— Вы-то сами счастливы?
— Не знаю… — Она тоже взглянула на него, надеясь увидеть, как он отреагирует на ее слова.
— Я осуждаю его, — совсем на низких тонах, видно сдерживая волнение, сказал Гладышев, — если он кое-чего не понимает… Он, что же, обет дал после смерти Валентины Ивановны?
— Не осуждайте, Валерий. Это его дело…
То ли мягкий, искренний и просительный тон ее сделал свое дело, то ли Гладышев осмысливал сказанное ею — он замолчал.

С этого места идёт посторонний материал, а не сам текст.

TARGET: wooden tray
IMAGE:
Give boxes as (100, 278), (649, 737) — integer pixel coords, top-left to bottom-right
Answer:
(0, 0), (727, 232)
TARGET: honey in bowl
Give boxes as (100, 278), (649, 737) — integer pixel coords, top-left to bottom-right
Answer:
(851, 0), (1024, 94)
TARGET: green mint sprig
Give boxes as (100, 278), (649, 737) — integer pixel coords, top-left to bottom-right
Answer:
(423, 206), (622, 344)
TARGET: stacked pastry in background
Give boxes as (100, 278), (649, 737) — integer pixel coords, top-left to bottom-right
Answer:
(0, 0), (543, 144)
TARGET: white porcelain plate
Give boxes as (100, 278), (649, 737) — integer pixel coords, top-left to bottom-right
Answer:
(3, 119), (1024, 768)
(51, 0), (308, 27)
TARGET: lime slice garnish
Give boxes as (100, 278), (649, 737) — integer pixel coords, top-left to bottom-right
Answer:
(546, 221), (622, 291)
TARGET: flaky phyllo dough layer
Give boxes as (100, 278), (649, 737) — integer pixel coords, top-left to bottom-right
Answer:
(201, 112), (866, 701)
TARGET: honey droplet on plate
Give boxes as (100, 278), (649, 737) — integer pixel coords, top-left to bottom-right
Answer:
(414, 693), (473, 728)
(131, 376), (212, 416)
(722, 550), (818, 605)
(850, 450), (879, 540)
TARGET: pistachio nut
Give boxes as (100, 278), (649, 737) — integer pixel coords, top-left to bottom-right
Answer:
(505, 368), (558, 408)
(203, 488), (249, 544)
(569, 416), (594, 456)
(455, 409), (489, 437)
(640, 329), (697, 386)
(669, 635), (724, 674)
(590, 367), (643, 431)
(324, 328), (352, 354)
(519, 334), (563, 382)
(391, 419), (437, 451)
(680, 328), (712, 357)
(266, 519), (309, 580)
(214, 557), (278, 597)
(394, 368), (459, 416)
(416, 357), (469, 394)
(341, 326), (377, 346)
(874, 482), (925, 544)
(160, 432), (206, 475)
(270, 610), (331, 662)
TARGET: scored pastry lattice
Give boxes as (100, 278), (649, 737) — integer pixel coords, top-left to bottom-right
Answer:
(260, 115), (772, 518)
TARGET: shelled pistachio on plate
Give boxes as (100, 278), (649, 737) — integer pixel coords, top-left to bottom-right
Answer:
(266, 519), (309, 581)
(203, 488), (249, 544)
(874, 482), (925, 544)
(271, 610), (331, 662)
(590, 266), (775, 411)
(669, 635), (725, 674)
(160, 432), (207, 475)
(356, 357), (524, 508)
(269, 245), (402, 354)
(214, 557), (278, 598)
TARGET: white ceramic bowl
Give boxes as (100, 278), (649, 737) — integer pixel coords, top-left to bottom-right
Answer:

Они подошли к трамвайной остановке. Народу было много, люди толпились плотно на заасфальтированной узкой площадке. Милосердова увидела: подходил ее трамвай. На головном вагоне, вверху, в круглой фаре, будто в циклопическом глазу, желто подсвечивал знакомый номер; вагоны тоже были уже освещены и в редких сумерках светились пока неярко, тускло. Что-то беспокойное и грустное, точно от этих сумерек и от молчаливой толпы, ожидающей трамвая, коснулось Милосердовой, и, чтобы заглушить ощущение, она торопливо сказала:
— Мой трамвай. До свидания, Валерий…
— До свидания. — Гладышев будто очнулся от каких-то размышлений, и даже, как показалось, слова ее были для него неожиданными. Спросил, пожав протянутую руку: — И куда же вы после курсов?
— Куда? — Она помедлила с ответом, было лишь секундное колебание, сказать ли прямо. — Тоже туда.
— Неужели?!
Искреннее удивление, замешательство прозвучали в его вопросе. И она, отметив и удивление, и вместе радостную освещенность в выражении его лица, еще раз бросив «до свидания», заторопилась: трамвай, останавливаясь, заскрипел тормозами, и толпа пришла в движение, ринулась к распахнувшимся дверям.
Уже в плотно набитом вагоне она мельком увидела в окно Гладышева — он, искавший глазами, тоже заметил ее, вновь озарившись улыбкой, взмахнул рукой, что-то крикнул. Она не могла ответить, но она видела его, оставшегося на остановке, и странно расслабленно подумала о том, что судьбе угодно сталкивать ее с Гладышевым… Зачем? Испытывать ее совесть? Но она там, на остановке, вновь сказала ему «до свидания», а почему? По-че-му?..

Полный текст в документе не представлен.